No tempo em que "ir à faca" era uma expressão mais literal do que se poderá imaginar no presente, Eusébio foi alvo de seis operações ao joelho esquerdo e uma ao direito durante a carreira. Para agravar, as metodologias de recuperação eram ainda pouco desenvolvidas.
Eusébio, sempre uma seta apontada à baliza, foi vítima de marcações impiedosas (eufemismo para violentas) numa era do futebol em que não havia ainda cartões amarelos, e as condições dos relvados (ou pelados!) eram genericamente precárias.
Acresce a impossibilidade de substituições até ao final dos anos 60: ou seja, um jogador entrava de início ou não jogava. Eusébio, mesmo debilitado, tinha de estar sempre em campo (como o fez, por exemplo, na final da Taça dos Clubes Campeões Europeus em 1963, na qual marcou um golo). Ademais, vivia-se num tempo em que a relevância das receitas dos jogos particulares, nomeadamente daqueles inseridos em digressões pelo estrangeiro, era muito significativa. E o cachet, para o Benfica, variava consoante a presença de Eusébio em campo ou não...

HUMILDADE E DESPORTIVISMO
A celebração, por Eusébio, da conquista da Taça dos Clubes Campeões Europeus, de tronco nu carregado em ombros, é uma imagem icónica. Com uma das suas mãos, enfiada nos calções, agarrava a camisola de Di Stéfano. A blanca do seu ídolo no futebol era, para o moçambicano, tão valiosa quanto a conquista da prova europeia, não obstante a sua participação decisiva no desfecho do encontro. Outro gesto do astro do Benfica por todos recordado foi o cumprimento a Stepney, guarda-redes do Manchester United, pela defesa a remate isolado, próximo do derradeiro apito, que daria a vitória ao Benfica na final da Taça dos Clubes Campeões Europeus em 1968.
Estes são apenas dois dos muitos episódios reveladores da personalidade de Eusébio, por todos reconhecida e apreciada, até por adversários bastas vezes "castigados", em campo, pela genialidade do símbolo do Benfica.

HOMENAGEM EM VIDA E MORTE
Eusébio faleceu em 5 de janeiro de 2014, tinha 71 anos. A romaria de milhares de benfiquistas ao Estádio da Luz, ao longo desse dia e do seguinte, foi impressionante. Assim como o foi a presença de tantos milhares de adeptos nas ruas de Lisboa para acompanharem o cortejo fúnebre. As homenagens prestadas por clubes de todo o mundo fizeram jus a um dos mais formidáveis jogadores da história do futebol. As realizadas por Real Madrid e Manchester United sobressaíram entre as demais.

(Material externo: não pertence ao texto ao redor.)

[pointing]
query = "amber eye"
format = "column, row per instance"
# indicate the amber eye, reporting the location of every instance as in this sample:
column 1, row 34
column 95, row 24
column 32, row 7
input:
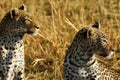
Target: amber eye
column 27, row 21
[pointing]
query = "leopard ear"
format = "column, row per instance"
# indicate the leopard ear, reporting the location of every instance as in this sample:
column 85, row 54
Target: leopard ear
column 86, row 33
column 22, row 7
column 13, row 13
column 96, row 25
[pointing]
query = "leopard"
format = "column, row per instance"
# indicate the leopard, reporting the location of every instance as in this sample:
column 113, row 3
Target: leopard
column 15, row 24
column 81, row 59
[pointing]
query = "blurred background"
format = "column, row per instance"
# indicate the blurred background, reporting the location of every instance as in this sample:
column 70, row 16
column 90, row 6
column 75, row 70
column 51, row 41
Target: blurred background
column 59, row 21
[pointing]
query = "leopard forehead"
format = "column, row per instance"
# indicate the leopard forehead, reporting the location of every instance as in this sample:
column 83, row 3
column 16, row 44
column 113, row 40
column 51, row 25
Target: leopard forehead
column 90, row 33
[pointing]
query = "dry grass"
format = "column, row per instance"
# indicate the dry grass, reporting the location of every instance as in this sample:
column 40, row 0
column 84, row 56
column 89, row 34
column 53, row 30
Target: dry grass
column 59, row 21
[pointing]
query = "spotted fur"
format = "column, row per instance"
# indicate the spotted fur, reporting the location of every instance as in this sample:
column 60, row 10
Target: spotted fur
column 80, row 61
column 13, row 26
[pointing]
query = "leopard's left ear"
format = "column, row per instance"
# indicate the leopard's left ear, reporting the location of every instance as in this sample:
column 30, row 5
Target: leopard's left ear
column 22, row 7
column 96, row 25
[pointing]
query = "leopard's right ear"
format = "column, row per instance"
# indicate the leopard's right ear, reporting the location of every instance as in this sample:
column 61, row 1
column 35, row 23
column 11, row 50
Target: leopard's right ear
column 22, row 7
column 86, row 33
column 96, row 25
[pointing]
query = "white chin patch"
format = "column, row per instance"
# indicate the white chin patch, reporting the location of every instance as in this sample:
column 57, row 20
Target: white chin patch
column 110, row 55
column 36, row 32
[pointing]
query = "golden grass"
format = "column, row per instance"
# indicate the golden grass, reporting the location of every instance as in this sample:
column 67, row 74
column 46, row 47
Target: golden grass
column 59, row 21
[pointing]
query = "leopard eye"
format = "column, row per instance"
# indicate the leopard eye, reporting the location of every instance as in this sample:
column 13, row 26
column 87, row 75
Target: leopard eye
column 27, row 21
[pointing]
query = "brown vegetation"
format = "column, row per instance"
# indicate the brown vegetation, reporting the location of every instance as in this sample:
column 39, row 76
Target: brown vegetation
column 59, row 21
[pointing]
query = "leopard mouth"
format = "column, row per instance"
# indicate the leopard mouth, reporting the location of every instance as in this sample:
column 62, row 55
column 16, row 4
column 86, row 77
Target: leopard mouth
column 107, row 55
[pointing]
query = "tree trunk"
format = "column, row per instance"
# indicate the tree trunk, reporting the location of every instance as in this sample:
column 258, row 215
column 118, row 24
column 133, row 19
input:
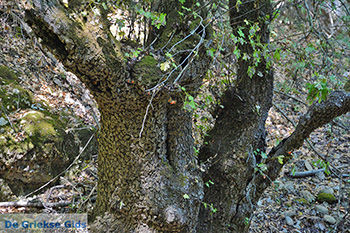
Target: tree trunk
column 149, row 178
column 238, row 137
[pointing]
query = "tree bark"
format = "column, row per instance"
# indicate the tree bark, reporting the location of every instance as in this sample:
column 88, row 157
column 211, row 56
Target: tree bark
column 149, row 178
column 146, row 164
column 239, row 131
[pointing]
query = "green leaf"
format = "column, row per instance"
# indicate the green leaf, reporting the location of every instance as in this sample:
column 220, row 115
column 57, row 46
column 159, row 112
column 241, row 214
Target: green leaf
column 165, row 66
column 280, row 159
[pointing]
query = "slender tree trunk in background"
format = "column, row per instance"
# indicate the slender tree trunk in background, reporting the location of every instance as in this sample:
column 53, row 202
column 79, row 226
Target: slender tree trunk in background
column 239, row 131
column 149, row 178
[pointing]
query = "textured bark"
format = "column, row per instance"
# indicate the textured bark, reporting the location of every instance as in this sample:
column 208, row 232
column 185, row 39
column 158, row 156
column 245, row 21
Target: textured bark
column 239, row 131
column 143, row 180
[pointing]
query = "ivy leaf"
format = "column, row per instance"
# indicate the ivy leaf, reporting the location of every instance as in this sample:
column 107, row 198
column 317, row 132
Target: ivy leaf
column 165, row 66
column 280, row 159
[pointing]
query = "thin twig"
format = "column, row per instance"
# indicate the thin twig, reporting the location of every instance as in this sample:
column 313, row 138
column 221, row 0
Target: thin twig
column 73, row 163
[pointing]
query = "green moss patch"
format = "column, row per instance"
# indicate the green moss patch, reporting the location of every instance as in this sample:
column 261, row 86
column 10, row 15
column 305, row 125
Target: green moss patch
column 12, row 95
column 7, row 75
column 147, row 72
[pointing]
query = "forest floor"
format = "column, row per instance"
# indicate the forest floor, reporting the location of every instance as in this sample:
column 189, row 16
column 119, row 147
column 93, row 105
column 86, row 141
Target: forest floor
column 288, row 206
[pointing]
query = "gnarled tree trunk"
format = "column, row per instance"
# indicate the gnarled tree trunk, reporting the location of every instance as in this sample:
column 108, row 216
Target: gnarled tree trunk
column 149, row 178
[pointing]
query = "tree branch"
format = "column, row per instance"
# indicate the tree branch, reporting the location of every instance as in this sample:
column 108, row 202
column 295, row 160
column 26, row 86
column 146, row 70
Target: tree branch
column 337, row 103
column 80, row 44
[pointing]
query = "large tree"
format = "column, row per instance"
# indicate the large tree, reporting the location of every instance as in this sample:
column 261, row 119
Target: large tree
column 150, row 178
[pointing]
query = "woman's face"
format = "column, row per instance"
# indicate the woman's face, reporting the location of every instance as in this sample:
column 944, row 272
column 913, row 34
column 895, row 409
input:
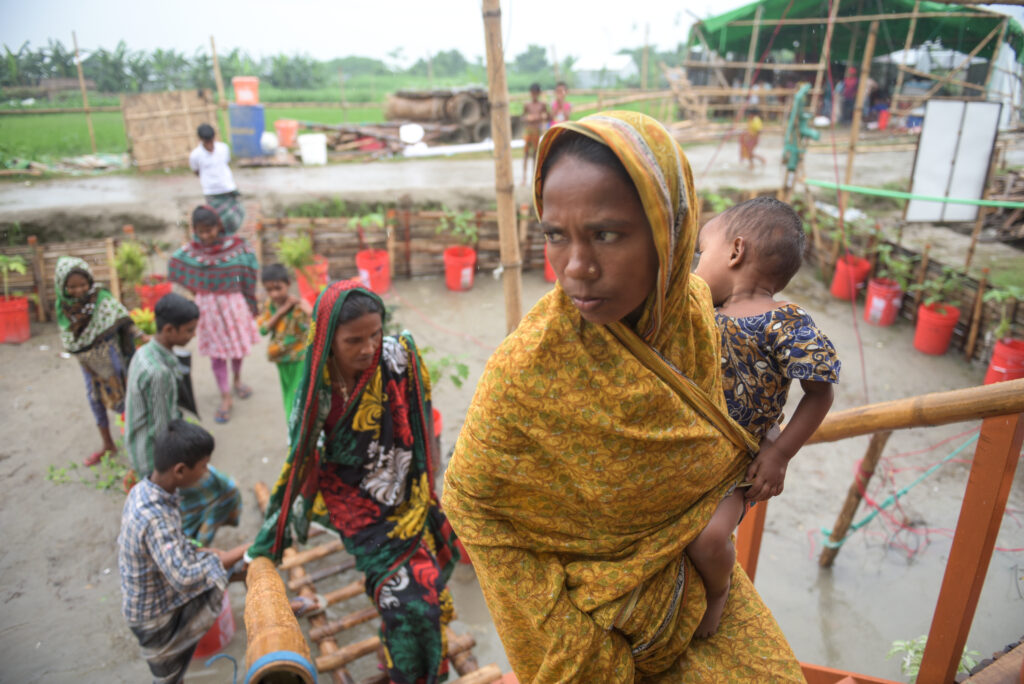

Diz-se, no entanto, que as homenagens devem ser feitas em vida. Eusébio teve muitas e mereceu-as todas. Embaixador do Benfica e da seleção nacional, foi imensamente acarinhado por adeptos locais onde quer que se deslocou no estrangeiro. O Benfica criou a Eusébio Cup, dedicou-lhe um espaço exclusivo no museu e erigiu uma estátua, inaugurada em 1992 por ocasião do 50.º aniversário da maior figura do Clube, que ainda hoje é cenário preferencial de fotografias no Estádio da Luz.
O enorme Benfica tornou-se ainda maior com Eusébio. Uma lenda, um mito, protagonista de incontáveis feitos extraordinários e bem reais. Obrigado!"